The Shadow Local Government Secretary promised town halls a raft of new freedoms including London-style powers of transport and control over money generated by business rates during a campaign visit to Garforth.
But he confirmed Labour would not lift the cap imposed by the Coalition on council tax bills which currently means local authorities wanting an increase of more than two per cent most hold a referendum.
Pledging to retain the cap will prevent the Conservatives accusing Labour of paving the way for tax hikes but will provoke tensions with local government figures, including many in his own party.
Council leaders have argued the cap is undemocratic and town halls should have the freedom to set their rates and be held accountable for their decisions by voters at local elections rather than spending money on organising referendums.
The costs and likely outcome of a referendum has so far put off any council from taking that option.
Asked about the cap on council tax bills today, Mr Benn said: “No we are not going to do that, we are not going to lift that.”
He added: “Finance is very tough for people. There is a cost of living crisis as you may have noticed we have been arguing.
“And in those circumstances, look councils know that is the case, they know how little money some of their constituents have got.
“They know in the case of my constituency I’ve got 1,900 familes hit by the bedroom tax, fundamentally unfair so by the way one other thing we are going to do which will help them is to abolish the bedroom tax.
“No we are not going to change those arrangements but we are going to give that greater fiscal freedom in the form of the 100 per cent retention of business rate income.”
Mr Benn, who is defending his Leeds Central seat at the election, claimed councils serving the poorest areas had been hit hardest by funding cuts under the Coalition pointing to figures suggesting the spending power of Leeds City Council has been cut by £135 per person compared to £42.34 in West Oxfordshire, home of David Cameron’s constituency.

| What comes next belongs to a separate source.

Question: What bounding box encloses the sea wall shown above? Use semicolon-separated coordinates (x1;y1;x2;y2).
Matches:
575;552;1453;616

He said: “The Government says ‘we’re all in this together and those with the broadest shoulders should bear the biggest burden’.
“If that is the case why have you done the very opposite when it comes to allocating the money?”
Mr Benn promised fairer funding for councils under a Labour government which would also scrap the ‘new homes bonus’ currently used to reward authorities where houses are built with the money returned to council budgets.
He was in Garforth to campaign with Veronica King, Labour’s candidate for the Elmet and Rothwell constituency currently held by the Conservatives with a majority of 4,521.